Esta noção mística justifica o silêncio que Saint-Just manteve, desde que foi preso até à subida ao cadafalso. Conveniente desenvolvida, ela explicará também os réus entusiastas dos processos estalinistas.
Encontramo-nos aqui na aurora da uma religião, com os seus mártires, os seus ascetas e os seus santos. É o momento da fé deslumbrada e generosa, o momento em que um povo admirável derruba em Versalhes, em 1789, o cadafalso e a roda. Os cadafalsos assumem nessa altura o aspecto dos altares da religião e da injustiça. A nova fé não os pode tolerar, Mas chega um momento em que a fé, ao tornar-se dogmática, erige os seus próprios altares e exige a adoração incondicional-
Então os cadafalsos reaparecem e, apesar dos altares, da liberdade, dos juramentos e das festas da razão, as messes da nova fé irão celebrar-se num banho de sangue. É o período tristemente célebre que ficou na História com o nome de O Terror. Proudhon, leitor do Contrato Social compreendeu tudo isto muito bem. E a proposta federalista, em termos políticos e económicos que é também, obviamente, um pacto social (48) que Proudhon nos apresenta a partir dos anos 40 e até ao fim da sua vida em 1865 reflecte e um vontade individual(49)(50) de compreender o real de um modo diferente, porque a realidade reflecte-se na consciência dos homens duma maneira diferente. A critica à sociedade capitalista por um lado, e o Federalismo como possibilidade activa de solver os problemas humanos dando-lhes um rumo diferente por outro, são os pontos extremos da original concepção cientifica desenvolvida pelo cidadão de Besançon.

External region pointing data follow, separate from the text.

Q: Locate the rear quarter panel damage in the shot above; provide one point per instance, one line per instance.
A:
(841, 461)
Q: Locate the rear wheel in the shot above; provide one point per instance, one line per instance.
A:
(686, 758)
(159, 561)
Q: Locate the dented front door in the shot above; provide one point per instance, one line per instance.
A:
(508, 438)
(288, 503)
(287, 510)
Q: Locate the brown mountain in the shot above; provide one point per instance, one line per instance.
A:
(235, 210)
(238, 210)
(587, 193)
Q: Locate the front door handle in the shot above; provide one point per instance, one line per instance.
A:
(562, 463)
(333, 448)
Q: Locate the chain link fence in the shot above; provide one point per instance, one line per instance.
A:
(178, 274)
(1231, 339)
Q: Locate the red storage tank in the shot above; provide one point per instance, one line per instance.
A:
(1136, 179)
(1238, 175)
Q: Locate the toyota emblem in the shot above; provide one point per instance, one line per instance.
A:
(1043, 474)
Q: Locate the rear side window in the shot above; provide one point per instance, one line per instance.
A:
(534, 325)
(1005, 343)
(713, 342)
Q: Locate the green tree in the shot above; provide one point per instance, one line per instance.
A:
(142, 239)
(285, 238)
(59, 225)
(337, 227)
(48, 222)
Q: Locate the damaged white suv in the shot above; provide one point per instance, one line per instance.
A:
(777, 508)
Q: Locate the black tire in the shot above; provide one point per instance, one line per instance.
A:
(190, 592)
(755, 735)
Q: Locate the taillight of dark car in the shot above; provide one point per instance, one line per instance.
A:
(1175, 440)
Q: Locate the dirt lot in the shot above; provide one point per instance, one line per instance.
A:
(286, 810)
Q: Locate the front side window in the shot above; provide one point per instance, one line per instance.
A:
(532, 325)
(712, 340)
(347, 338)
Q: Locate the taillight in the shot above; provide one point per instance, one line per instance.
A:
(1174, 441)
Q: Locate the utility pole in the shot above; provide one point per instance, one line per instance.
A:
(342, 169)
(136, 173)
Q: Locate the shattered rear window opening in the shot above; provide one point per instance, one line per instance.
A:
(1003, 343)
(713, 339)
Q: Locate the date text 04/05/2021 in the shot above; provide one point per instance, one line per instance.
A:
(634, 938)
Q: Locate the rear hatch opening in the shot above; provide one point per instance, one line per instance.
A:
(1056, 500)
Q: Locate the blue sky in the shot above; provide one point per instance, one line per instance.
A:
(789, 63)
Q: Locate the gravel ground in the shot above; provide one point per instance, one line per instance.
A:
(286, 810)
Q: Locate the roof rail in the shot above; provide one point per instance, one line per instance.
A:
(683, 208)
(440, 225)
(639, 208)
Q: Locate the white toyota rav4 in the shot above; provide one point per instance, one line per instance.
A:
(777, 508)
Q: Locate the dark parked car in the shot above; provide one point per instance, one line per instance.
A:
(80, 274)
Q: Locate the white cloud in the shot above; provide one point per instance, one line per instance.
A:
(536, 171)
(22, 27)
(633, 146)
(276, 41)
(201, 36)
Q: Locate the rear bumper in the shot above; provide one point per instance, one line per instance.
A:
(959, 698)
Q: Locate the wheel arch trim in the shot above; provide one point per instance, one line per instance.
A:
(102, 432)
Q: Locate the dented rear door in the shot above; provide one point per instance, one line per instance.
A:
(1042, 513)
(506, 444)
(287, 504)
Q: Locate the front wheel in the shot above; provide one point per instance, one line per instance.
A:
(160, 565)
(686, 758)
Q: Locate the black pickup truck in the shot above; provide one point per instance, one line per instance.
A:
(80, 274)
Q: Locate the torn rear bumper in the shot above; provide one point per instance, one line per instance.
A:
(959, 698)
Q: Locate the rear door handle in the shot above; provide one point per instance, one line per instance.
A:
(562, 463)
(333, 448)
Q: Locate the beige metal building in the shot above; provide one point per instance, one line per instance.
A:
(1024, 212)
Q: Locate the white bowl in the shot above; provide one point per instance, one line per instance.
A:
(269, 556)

Concepção científica, porque não determinista e não dogmática, nem no plano político nem no plano económico, ou seja, uma possibilidade constante, porque activa de entender dum modo previsível as relações sociais. Por isso o Federalismo Proudhoniano mantém-se como teoria e como prática (fundamentalmente como prática, porque toda a teoria só tem sentido se for acompanhada duma acção material e concreta, logo objectiva) como válido, para responder aos grandes problemas e às grandes interrogações do homem contemporâneo.